Actually I modeled it after the EE-6 Cascavel IFV made in Brazil without the big gun turret. I imagine a smaller one with a lower profile, but if oyu look at pictures the layout externally is spot on.

6 wheels, low shape, driver in center front and commander standing in small turret. I just imagined a drop down ramp in back and jump seats for two back there, which room is made for by moving the larger part of the power plant onto the rear roof...like protruding halfway through, and elevating the rear deck to a more horizontal aspect than the EE-6 uses.

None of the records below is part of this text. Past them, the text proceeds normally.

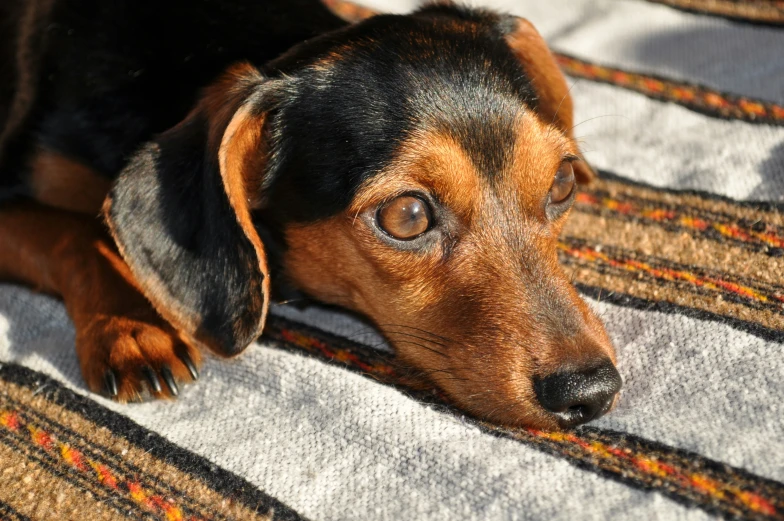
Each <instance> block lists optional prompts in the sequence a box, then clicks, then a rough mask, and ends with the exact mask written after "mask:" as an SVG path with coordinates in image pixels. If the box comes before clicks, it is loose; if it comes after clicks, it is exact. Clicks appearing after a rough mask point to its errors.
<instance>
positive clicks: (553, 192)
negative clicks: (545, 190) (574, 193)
mask: <svg viewBox="0 0 784 521" xmlns="http://www.w3.org/2000/svg"><path fill="white" fill-rule="evenodd" d="M572 190H574V169H573V168H572V163H571V161H565V162H564V163H563V164H562V165H561V168H559V169H558V173H556V174H555V181H553V186H552V188H550V203H552V204H558V203H562V202H564V201H566V200H567V199H569V196H570V195H572Z"/></svg>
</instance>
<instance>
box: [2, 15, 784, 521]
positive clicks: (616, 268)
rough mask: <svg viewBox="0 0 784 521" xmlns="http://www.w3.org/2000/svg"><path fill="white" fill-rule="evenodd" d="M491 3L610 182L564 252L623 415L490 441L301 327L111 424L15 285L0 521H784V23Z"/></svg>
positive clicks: (780, 15) (765, 17)
mask: <svg viewBox="0 0 784 521" xmlns="http://www.w3.org/2000/svg"><path fill="white" fill-rule="evenodd" d="M325 1H326V3H327V4H328V5H329V6H330V7H331V8H333V9H334V10H335V11H336V12H339V13H340V14H341V15H342V16H344V17H346V18H347V19H352V20H357V19H361V18H364V17H367V16H371V15H372V14H373V13H374V10H375V9H382V10H393V11H398V12H401V11H405V10H407V9H409V8H411V7H412V2H411V1H401V2H391V1H387V0H376V1H374V0H368V2H369V4H368V5H372V7H373V9H374V10H371V9H370V8H368V7H359V6H357V5H355V4H350V3H346V2H342V1H337V0H325ZM487 2H488V3H489V4H490V5H493V6H495V7H500V8H504V9H507V10H511V11H513V12H515V13H516V14H520V15H524V16H526V17H529V18H530V19H531V20H533V21H534V23H535V24H536V25H537V27H539V28H540V30H541V32H542V34H543V35H544V36H545V37H546V38H547V39H548V41H549V42H550V43H551V45H552V47H553V49H554V51H555V53H556V58H557V60H558V62H559V63H560V65H561V66H562V68H563V70H564V71H565V72H566V74H567V75H568V77H569V79H570V82H571V83H573V88H572V93H573V96H574V98H575V104H576V107H577V121H578V126H577V127H576V131H578V132H577V134H578V136H579V137H580V138H581V142H582V143H583V149H584V150H585V152H586V155H587V157H588V158H589V160H590V161H591V162H592V163H593V164H594V165H595V166H596V167H597V168H598V169H599V171H600V178H599V179H598V180H597V181H596V182H594V183H592V184H591V185H590V186H588V187H586V188H585V189H584V190H583V191H581V192H580V193H579V195H578V198H577V202H576V206H575V209H574V211H573V213H572V216H571V217H570V221H569V223H568V225H567V226H566V228H565V230H564V233H563V235H562V237H561V239H560V244H559V253H560V259H561V262H562V264H563V265H564V266H565V268H566V269H567V270H568V272H569V273H570V275H571V276H572V278H573V280H574V282H575V284H576V285H577V286H578V288H579V289H580V290H581V291H582V292H583V293H584V294H585V296H586V297H587V299H588V300H589V302H590V304H591V305H592V306H593V307H594V308H595V309H596V310H597V311H598V312H599V313H600V315H601V316H602V317H603V319H604V321H605V323H606V324H607V328H608V331H609V332H610V335H611V336H612V338H613V341H614V343H615V344H616V346H617V348H618V357H619V367H620V372H621V373H622V375H623V377H624V381H625V383H624V391H623V394H622V397H621V401H620V405H619V407H618V408H617V410H615V411H614V412H613V413H612V414H610V415H609V416H607V417H605V418H602V419H601V420H599V421H597V422H594V423H592V424H591V425H589V426H585V427H582V428H580V429H577V430H575V431H573V432H570V433H545V432H539V431H535V430H527V429H507V428H500V427H498V426H494V425H490V424H486V423H483V422H479V421H476V420H475V419H472V418H467V417H464V416H463V415H462V414H461V412H460V411H459V410H457V409H455V408H453V407H452V406H451V405H450V404H449V403H448V402H447V401H445V398H444V397H443V396H441V395H440V394H439V393H437V392H433V391H423V390H421V389H414V388H410V387H408V385H407V380H406V378H405V371H404V370H401V368H399V367H398V366H397V365H396V362H395V358H394V355H393V354H392V353H391V352H390V351H389V349H388V347H387V346H386V345H385V343H384V340H383V338H380V337H379V336H378V334H377V333H376V332H375V331H374V330H373V328H372V327H370V326H368V325H367V324H365V323H364V322H362V321H361V320H359V319H357V318H356V317H350V316H347V315H345V314H343V313H342V312H340V311H339V310H332V309H326V308H317V307H310V308H306V309H298V308H295V307H291V306H276V307H274V309H273V316H272V318H271V319H270V321H269V324H268V328H267V330H266V332H265V335H264V337H263V338H262V339H261V340H260V342H259V344H258V345H257V346H254V347H252V348H251V349H249V350H248V352H247V353H245V354H243V356H242V357H239V358H238V359H237V360H234V361H231V362H229V363H226V362H217V361H215V360H212V359H210V358H208V359H207V360H206V363H205V367H204V370H203V379H202V381H200V382H199V383H198V384H197V385H193V386H187V387H186V388H185V389H183V392H182V396H181V397H180V399H179V400H178V401H176V402H169V403H151V404H141V405H134V406H118V405H117V404H114V403H112V402H109V401H106V400H103V399H102V398H99V397H95V396H92V395H89V393H87V392H86V391H85V389H84V387H83V384H82V382H81V379H80V377H79V370H78V364H77V363H76V360H75V356H74V355H73V329H72V327H71V326H70V323H69V321H68V319H67V316H66V315H65V311H64V309H63V308H62V305H61V304H60V303H59V302H57V301H55V300H53V299H50V298H48V297H45V296H41V295H36V294H34V293H31V292H29V291H27V290H24V289H22V288H18V287H14V286H8V285H6V286H0V519H11V520H17V519H18V520H23V519H24V520H27V519H31V520H32V519H36V520H38V519H47V520H48V519H74V520H77V519H78V520H82V519H166V520H191V519H192V520H196V519H205V520H206V519H227V520H228V519H292V520H293V519H304V518H308V519H319V520H320V519H324V520H331V519H341V520H343V519H347V520H363V521H364V520H386V519H437V520H442V519H443V520H452V519H492V520H496V519H497V520H501V519H563V520H573V519H634V520H636V519H663V520H671V519H672V520H678V519H689V520H691V519H695V520H697V519H700V520H702V519H711V518H724V519H759V520H771V519H784V485H783V484H782V483H784V420H782V418H784V409H782V405H781V404H782V403H784V378H782V375H784V356H782V348H784V54H782V52H781V50H782V49H784V28H781V27H780V26H781V25H782V23H784V22H783V21H784V18H782V12H784V10H783V9H784V8H783V7H782V3H781V2H780V1H773V0H771V1H767V0H684V1H680V0H657V1H646V0H550V1H548V2H536V1H535V0H515V1H505V0H487Z"/></svg>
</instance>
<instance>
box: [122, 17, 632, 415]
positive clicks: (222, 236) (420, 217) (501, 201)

The things sin't meant to stand up to serious fight - the armor is to help keep it together in hostile environmental conditions not 20mm shells barrages. It'll also keep out spears and arrows from the primitive Whatsit tribes on Thatplace III. The turret is intended to be loaded up with sensors and science instruments monitored in the vehicle, but we all know what is really fitted into that thing once players get a hold of it.

But yeah, I guess a Humber or Saracen will work, too, as a model for the type. Another type of current model would be something like a six-wheeled M117 Commando or a even a Russian BRDM. Mainly it has to be smaller than the usual 10-tom ATV on 6 wheels. Cheap. And can be field-modified with a wrench, hammer, and blowtorch. A friendly Whatsit tribes-thing smith is a useful option if available.
 
Hmmm, MHD is lousy at small-scale low temperature conditions in a vehicle that size. The exhaust from MHD is the highest temperature for a charge-neutral gas, about 1300° C, so you're throwing away most of your energy.



A simple gas turbine is way better, using compressed hydrogen that you siphon off your starship's fuel supply. If you want a semi-closed system you have to supply your own oxidizer.